As for how they calculated their movements, the Bluebots calculated one another relative distance and angular position every half-second using a machine-vision algorithm.
What they discovered — While the Bluebots didn't perform perfectly (there were occasional collisions or instances of mistaking their fishy reflection for a fellow Bluebot), overall the researchers report these bots were able to successfully mimic biological swarming patterns using only visual data.
In practice, these movement patterns involved huddling together at the center of the tank, or dispersing all at once (to imitate predator evasion), as well as a process called "milling," where fish swim in a coordinated circle or funnel to avoid predators.

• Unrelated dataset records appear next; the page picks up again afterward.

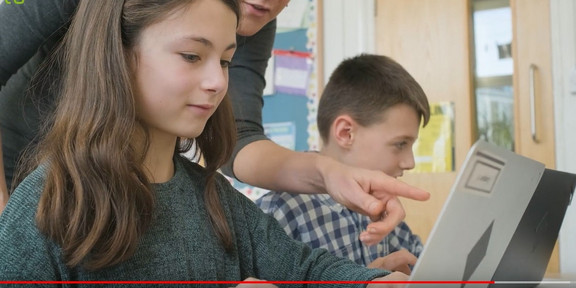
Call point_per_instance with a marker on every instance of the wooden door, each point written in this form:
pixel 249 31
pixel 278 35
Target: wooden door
pixel 431 39
pixel 531 49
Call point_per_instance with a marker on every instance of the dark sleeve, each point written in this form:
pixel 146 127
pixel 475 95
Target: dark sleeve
pixel 24 27
pixel 246 86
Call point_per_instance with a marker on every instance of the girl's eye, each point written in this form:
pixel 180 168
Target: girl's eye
pixel 190 57
pixel 225 63
pixel 401 145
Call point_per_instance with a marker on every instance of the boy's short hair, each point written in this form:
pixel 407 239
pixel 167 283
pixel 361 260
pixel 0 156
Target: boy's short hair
pixel 364 87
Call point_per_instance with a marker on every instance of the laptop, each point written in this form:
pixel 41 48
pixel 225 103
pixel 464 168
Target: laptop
pixel 483 232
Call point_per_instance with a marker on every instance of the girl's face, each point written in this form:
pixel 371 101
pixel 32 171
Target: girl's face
pixel 182 68
pixel 257 13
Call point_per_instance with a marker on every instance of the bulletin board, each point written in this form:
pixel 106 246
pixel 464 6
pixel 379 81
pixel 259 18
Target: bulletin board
pixel 293 82
pixel 291 94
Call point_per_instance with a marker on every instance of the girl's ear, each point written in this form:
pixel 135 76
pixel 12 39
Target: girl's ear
pixel 343 129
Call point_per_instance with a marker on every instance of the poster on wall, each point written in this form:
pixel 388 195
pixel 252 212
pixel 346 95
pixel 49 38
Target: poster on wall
pixel 292 71
pixel 434 149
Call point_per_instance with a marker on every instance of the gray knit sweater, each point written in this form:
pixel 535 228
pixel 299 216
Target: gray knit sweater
pixel 180 245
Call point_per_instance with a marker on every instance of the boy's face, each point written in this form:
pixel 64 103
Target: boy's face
pixel 387 145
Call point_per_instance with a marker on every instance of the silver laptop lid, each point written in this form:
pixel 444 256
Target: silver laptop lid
pixel 479 217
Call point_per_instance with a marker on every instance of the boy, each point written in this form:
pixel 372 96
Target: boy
pixel 368 116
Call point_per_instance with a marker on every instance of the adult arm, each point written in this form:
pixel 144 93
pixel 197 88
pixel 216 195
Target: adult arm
pixel 23 30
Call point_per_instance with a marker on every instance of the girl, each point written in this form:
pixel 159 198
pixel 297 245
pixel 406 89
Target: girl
pixel 111 197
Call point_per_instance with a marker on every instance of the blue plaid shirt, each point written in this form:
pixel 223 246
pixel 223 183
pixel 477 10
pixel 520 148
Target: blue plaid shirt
pixel 321 222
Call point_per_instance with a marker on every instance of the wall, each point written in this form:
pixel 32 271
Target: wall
pixel 348 31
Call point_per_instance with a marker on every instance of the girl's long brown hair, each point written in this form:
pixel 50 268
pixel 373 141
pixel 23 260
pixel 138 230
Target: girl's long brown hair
pixel 97 201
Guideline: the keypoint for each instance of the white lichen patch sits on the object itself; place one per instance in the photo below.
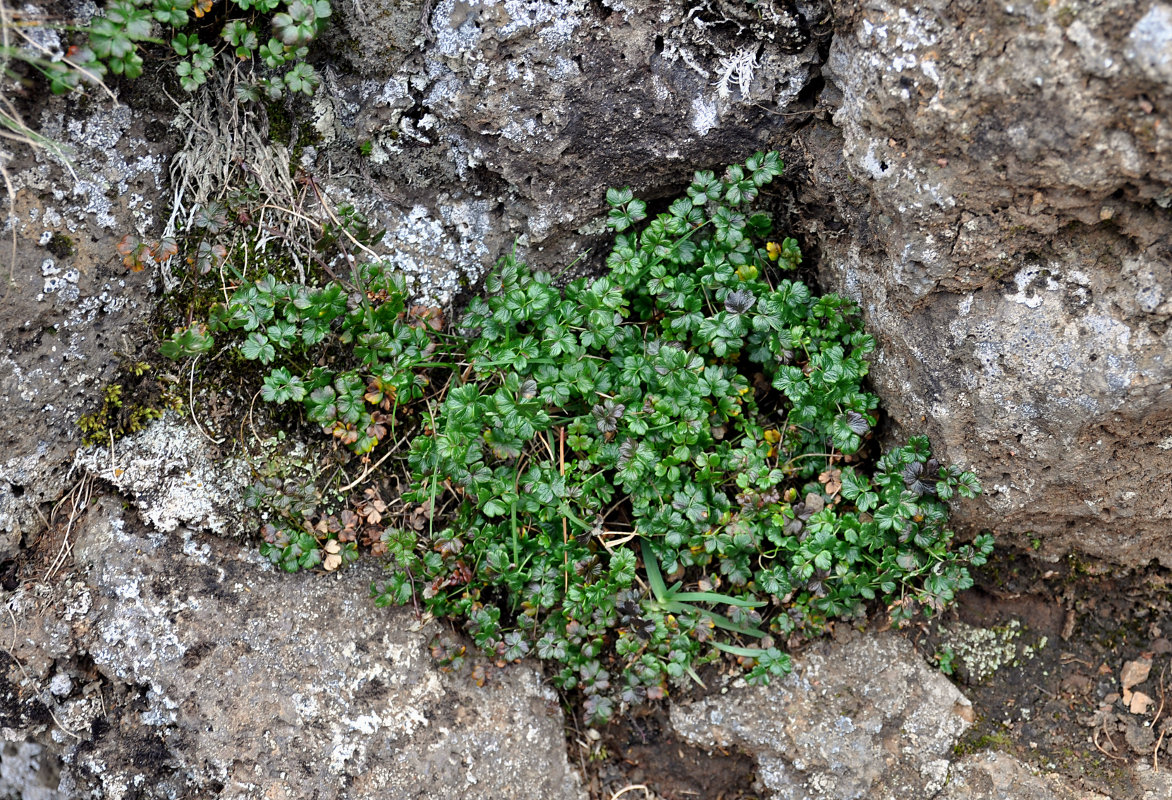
(985, 650)
(171, 477)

"By focusing on a minimalist form of visual coordination, we were able to achieve versatility and demonstrate programmability for an underwater robot swarm," write the authors.
What's next — Despite their successes, the authors acknowledge that there are quite a few limitations and bugs to iron out before these robots would be ready for the open ocean.

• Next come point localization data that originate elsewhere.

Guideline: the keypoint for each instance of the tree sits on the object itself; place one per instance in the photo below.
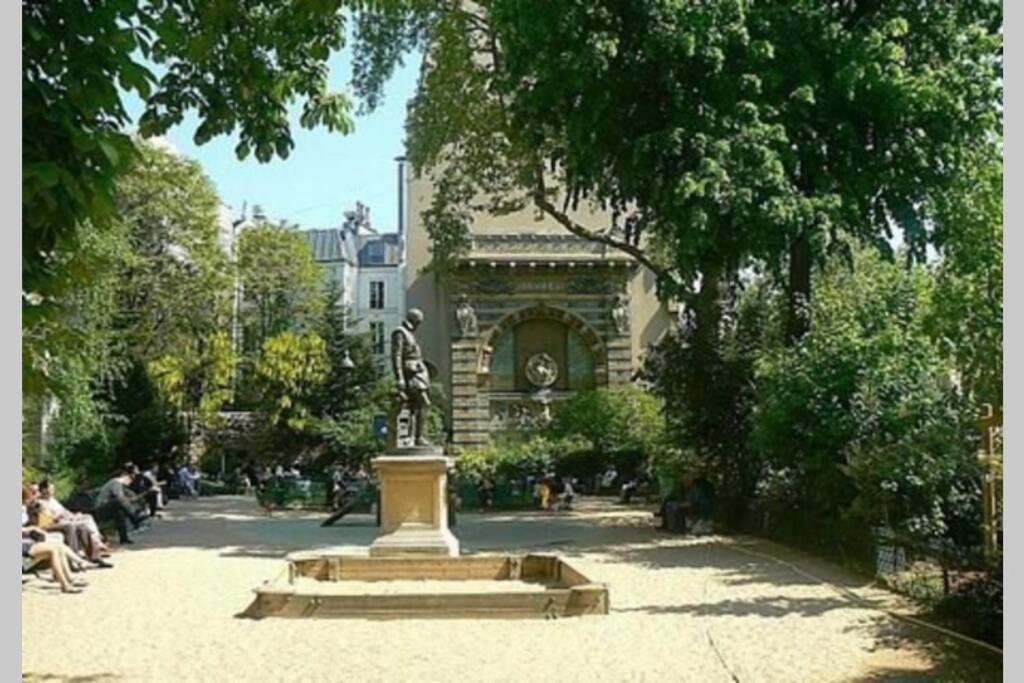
(859, 424)
(176, 285)
(968, 316)
(238, 66)
(197, 379)
(712, 131)
(290, 371)
(346, 388)
(282, 285)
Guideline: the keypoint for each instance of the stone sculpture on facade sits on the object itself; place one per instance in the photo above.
(466, 317)
(412, 380)
(621, 314)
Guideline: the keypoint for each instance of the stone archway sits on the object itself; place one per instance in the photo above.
(592, 340)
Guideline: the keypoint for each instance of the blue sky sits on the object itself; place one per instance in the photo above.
(326, 173)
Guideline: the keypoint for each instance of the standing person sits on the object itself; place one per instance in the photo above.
(113, 503)
(567, 495)
(487, 492)
(167, 482)
(145, 487)
(185, 481)
(252, 474)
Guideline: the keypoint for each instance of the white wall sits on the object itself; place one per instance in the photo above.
(394, 300)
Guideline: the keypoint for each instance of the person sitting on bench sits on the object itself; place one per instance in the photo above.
(80, 530)
(113, 503)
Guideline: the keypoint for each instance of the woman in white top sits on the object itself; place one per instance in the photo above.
(62, 516)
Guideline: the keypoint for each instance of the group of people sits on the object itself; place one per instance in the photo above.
(554, 493)
(70, 541)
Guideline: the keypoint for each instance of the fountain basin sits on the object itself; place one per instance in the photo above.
(341, 586)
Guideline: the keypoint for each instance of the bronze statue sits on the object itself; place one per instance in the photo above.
(412, 378)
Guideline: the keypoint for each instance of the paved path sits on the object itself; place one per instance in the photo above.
(682, 609)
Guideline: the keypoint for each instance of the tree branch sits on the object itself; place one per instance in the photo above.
(545, 205)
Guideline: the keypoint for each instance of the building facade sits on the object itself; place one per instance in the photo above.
(530, 314)
(369, 268)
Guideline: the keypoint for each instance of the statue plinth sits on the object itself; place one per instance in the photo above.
(414, 504)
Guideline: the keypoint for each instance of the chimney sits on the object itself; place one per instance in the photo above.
(401, 196)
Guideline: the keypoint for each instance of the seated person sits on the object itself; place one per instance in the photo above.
(80, 530)
(36, 546)
(113, 503)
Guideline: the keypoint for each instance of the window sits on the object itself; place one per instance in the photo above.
(377, 294)
(377, 337)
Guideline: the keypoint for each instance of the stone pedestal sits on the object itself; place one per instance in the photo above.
(414, 504)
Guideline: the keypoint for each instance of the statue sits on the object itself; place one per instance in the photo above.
(466, 316)
(542, 371)
(413, 380)
(621, 314)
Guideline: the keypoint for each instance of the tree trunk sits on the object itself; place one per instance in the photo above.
(708, 315)
(799, 290)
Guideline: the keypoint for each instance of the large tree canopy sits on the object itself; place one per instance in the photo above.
(238, 66)
(713, 131)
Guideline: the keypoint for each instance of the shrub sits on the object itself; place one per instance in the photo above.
(976, 606)
(859, 423)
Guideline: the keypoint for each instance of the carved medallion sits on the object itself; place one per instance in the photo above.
(542, 371)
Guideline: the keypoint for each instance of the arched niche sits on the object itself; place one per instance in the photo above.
(578, 332)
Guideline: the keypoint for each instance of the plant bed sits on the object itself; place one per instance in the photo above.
(472, 587)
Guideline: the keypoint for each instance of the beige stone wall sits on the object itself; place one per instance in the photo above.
(648, 318)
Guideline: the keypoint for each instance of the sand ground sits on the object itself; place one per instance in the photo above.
(682, 609)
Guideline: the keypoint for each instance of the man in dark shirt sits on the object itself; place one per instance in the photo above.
(146, 488)
(113, 503)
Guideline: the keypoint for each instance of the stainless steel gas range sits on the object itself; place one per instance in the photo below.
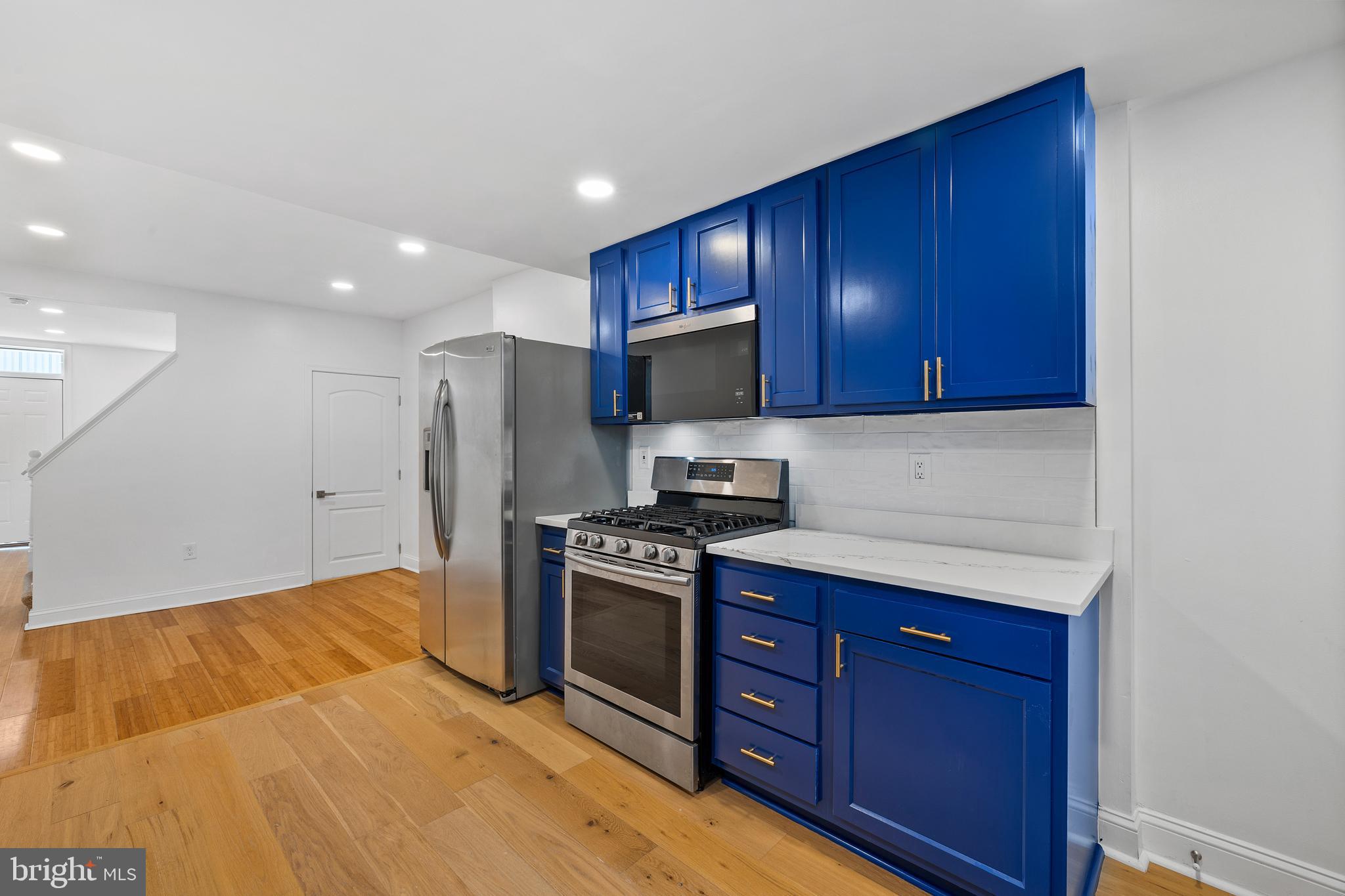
(636, 636)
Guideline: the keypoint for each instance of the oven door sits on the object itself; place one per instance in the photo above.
(631, 639)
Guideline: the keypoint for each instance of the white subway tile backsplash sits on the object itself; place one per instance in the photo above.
(1028, 467)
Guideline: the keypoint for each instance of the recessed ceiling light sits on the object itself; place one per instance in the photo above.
(595, 188)
(34, 151)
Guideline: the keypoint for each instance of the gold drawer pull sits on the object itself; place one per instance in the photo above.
(768, 704)
(927, 634)
(747, 752)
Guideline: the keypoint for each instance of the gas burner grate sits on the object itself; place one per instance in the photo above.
(685, 522)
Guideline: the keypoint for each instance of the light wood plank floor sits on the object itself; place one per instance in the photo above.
(89, 684)
(412, 781)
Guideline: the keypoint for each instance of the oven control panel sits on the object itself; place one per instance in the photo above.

A companion essay, also published in Science Robotics by scientists not associated with the research, questioned how natural water flow, light variation, and even vegetation obstruction, would affect these robots' capabilities in a less controlled underwater environment, like a lake or ocean.
Better quality cameras and on-board electronics could help solve this problem, write Berlinger and colleagues, but adding additional sensor types could also be a solution.
Ultimately, Berlinger and colleagues are encouraged by how robots like these could improve research missions deep under the sea, from coral reefs to sunken ships.
"The underwater domain is still largely unexplored in general, but especially when it comes to robotics where many more solutions exist for operations on land and in air," said Berlinger.
"With our implicit and minimalistic approach for inter-robot coordination, we present an alternative pathway for robust and adaptive underwater swarm operations."
Abstract: Many fish species gather by the thousands and swim in harmony with seemingly no effort. Large schools display a range of impressive collective behaviors, from simple shoaling to collective migration and from basic predator evasion to dynamic maneuvers such as bait balls and flash expansion. A wealth of experimental and theoretical work has shown that these complex three-dimensional (3D) behaviors can arise from visual observations of nearby neighbors, without explicit communication. By contrast, most underwater robot collectives rely on centralized, above-water, explicit communication and, as a result, exhibit limited coordination complexity. Here, we demonstrate 3D collective behaviors with a swarm of fish-inspired miniature underwater robots that use only implicit communication mediated through the production and sensing of blue light. We show that complex and dynamic 3D collective behaviors—synchrony, dispersion/aggregation, dynamic circle formation, and search-capture—can be achieved by sensing minimal, noisy impressions of neighbors, without any centralized intervention. Our results provide insights into the power of implicit coordination and are of interest for future underwater robots that display collective capabilities on par with fish schools for applications such as environmental monitoring and search in coral reefs and coastal environments.